Pero por las consecuencias de esta relación algo fría salen
a la luz los problemas de identidad enraizados en una nación cuya
principal característica es el bilingüismo. (De hecho, una
vez que entran en Ontario y luego en Estados Unidos muchos de los diálogos
que entablan Jack y Pitsemín con otros personajes permanecen en
inglés tanto en la traducción de Marquet como en la edición
original de la novela). Así mismo, surgen las cuestiones de identidad
con respecto a los personajes. La Gran Saltamontes por su cuenta no se
considera ni india ni blanca. No sabe a qué comunidad pertenece.
Llega a la conclusión de que no es nada y no pertenece a nadie.
Eres algo nuevo, le dice Jack. Sin embargo, eso no la consuela demasiado.

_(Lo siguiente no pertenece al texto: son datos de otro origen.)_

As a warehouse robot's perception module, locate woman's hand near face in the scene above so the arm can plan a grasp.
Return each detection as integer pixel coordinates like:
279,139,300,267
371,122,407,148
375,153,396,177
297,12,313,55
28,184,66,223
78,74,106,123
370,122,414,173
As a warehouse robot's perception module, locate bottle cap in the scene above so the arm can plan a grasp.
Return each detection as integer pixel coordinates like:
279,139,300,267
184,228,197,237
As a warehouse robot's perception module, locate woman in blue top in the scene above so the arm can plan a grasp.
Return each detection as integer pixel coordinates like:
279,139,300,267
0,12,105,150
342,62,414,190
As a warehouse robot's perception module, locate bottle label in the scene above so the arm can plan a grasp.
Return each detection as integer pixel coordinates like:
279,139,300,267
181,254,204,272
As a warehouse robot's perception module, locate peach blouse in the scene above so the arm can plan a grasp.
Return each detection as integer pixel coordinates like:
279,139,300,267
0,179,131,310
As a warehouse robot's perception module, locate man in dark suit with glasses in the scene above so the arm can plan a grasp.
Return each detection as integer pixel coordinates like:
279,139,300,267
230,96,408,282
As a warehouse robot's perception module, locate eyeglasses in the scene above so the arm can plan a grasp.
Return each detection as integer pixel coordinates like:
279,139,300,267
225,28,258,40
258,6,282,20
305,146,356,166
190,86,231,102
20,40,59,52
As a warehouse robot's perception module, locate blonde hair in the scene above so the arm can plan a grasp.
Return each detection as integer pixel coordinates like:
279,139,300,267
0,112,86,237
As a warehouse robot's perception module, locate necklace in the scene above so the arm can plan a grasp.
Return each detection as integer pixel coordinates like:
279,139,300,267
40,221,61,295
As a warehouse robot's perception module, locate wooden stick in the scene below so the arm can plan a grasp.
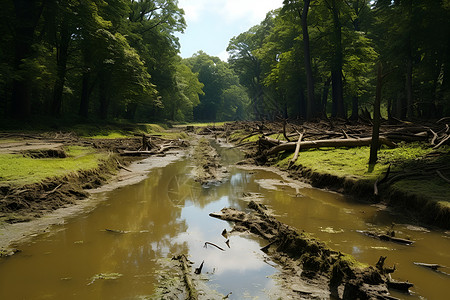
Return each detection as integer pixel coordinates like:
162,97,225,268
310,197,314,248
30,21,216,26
266,136,396,155
436,170,450,183
289,131,305,166
433,134,450,149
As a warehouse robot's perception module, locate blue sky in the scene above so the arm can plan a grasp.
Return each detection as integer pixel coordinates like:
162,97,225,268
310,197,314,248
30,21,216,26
177,0,283,60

Jack, en cambio, sólo se define a través de la figura de
su hermano aventurero y atrevido, el que se da a la tarea de robar sin
éxito dentro de un museo gringo un mapa del siglo XIX trazado por
los colonizadores franceses. Entonces el protagonista debe enfrentar la
idea de que su hermano sea una especie de Jesse James moderno. Y eso le
provoca sentimientos encontrados.
Poulin, nacido en 1937, toma la sencillez en el estilo y en la anécdota
como su arma más persuasiva. La transparencia de esta road novel
es sin duda su mayor mérito. No significa que no esté llena
de retos a la hora de adivinar los motivos de los personajes una vez emprendido
el viaje. Quizás Poulin sí peque hasta cierto punto de didactismo.
En momentos, el lector se siente dentro de un salón de clases donde
se imparte una materia sobre historia norteamericana. O tal vez el didactismo
sea uno de los contados defectos de la Gran Saltamontes. Y aunque gran
parte del atractivo de la novela reside en todas las reflexiones sobre
la literatura, los textos culturales que conforman un imaginario colectivo,
las tradiciones orales, las leyendas y el arte, la historia entre Théo
y su hermano continúa. El lector convencional, ése que espera
fuegos artificiales cuando los hermanos se encuentran, quedará decepcionado.
Volkswagen
blues no es una novela de emociones fuertes, sino más bien de
emociones contenidas como corresponde al temperamento de sus personajes,
como corresponde a una ficción alejada de lo telenovelesco o lo
hollywoodense y más bien emparentada con la literatura como fenómeno
social.
Tal vez el lector promedio no se sienta tan ajeno a lo quebequense al terminar
la novela de Jacques Poulin. No pocas cosas en común tendrá
con esta cultura del continente americano: la cercanía incómoda
del imperio estadounidense, el mestizaje de los pueblos, el ser producto
de una colonización. Con eso basta para celebrar la traducción
de Volkswagen blues.
Publicado con algunas modificaciones
en el periódico
La Opinión Milenio en julio de 2004.
—Poulin,
Jacques. Volkswagen blues. Traducción de Antonio Marquet
Montiel. México: Plaza & Janés, 2003. 240 pp.